Researchers build AI system for cross-border data compliance
Deep RL model helps firms decide when to transfer data across borders under strict regulations
A new decision support system tackles the growing challenge of cross-border data flows under increasingly stringent data governance regimes. Researchers Yuepeng Zhou, Dongchi Xing, and Li Xiong model a firm's compliance decisions as a finite-horizon Markov decision process (MDP), where regulatory rules are converted into a computable minimal compliance mapping. Compliance is treated as a hard constraint rather than a penalty, which more accurately reflects real-world constraints. The system uses masked deep reinforcement learning to solve the MDP, with counterfactual path advantages providing interpretable signals.
Experiments show the learned policies outperform baseline approaches, delivering interpretable and auditable decisions. Key findings include that local data processing concentrates in states where small lawful transfers are not worth the compliance cost, and the localization boundary shifts systematically as regulations tighten. Credential acquisition is front-loaded within the compliance year, and shallow decision trees can replicate the policy's decisions with high fidelity. The system also reveals an "absorb-then-adjust" pattern: expected rewards decline before observable behavior changes, suggesting that firms may already bear significant burden even if they haven't changed their data transfers yet. Importantly, the system is regulation-agnostic and can be transferred to other jurisdictions and rule-based compliance problems.

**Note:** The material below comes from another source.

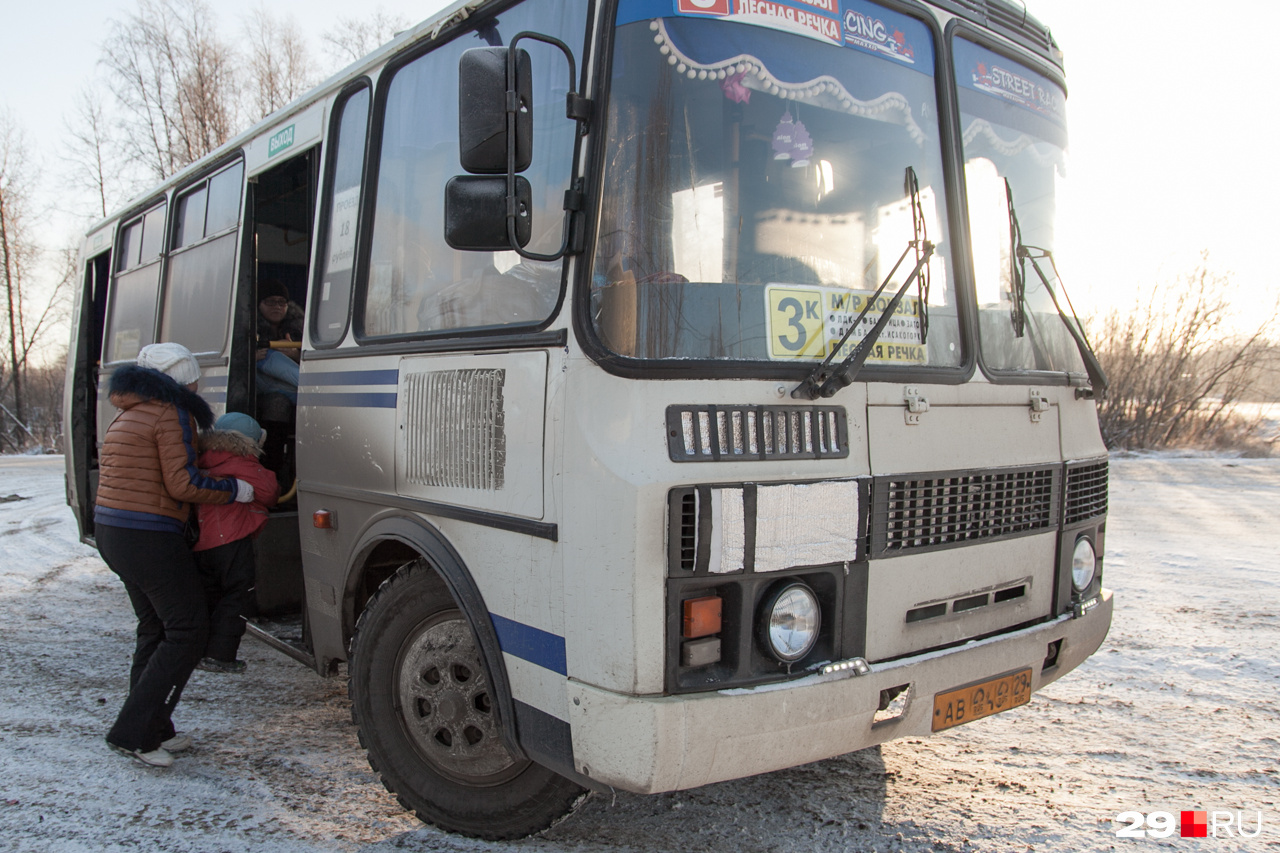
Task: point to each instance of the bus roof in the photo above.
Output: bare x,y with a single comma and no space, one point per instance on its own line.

- Uses masked deep reinforcement learning to model sequential compliance decisions as a Markov decision process with hard regulatory constraints
- Reveals that firms front-load credential acquisition and that localization boundaries shift as regimes tighten, with an 'absorb-then-adjust' pattern in rewards
- System is transferable to other jurisdictions and rule-based compliance problems, not tied to any specific regulation
Why It Matters
A scalable, interpretable AI framework to automate and optimize data governance compliance, reducing cost and risk for global businesses.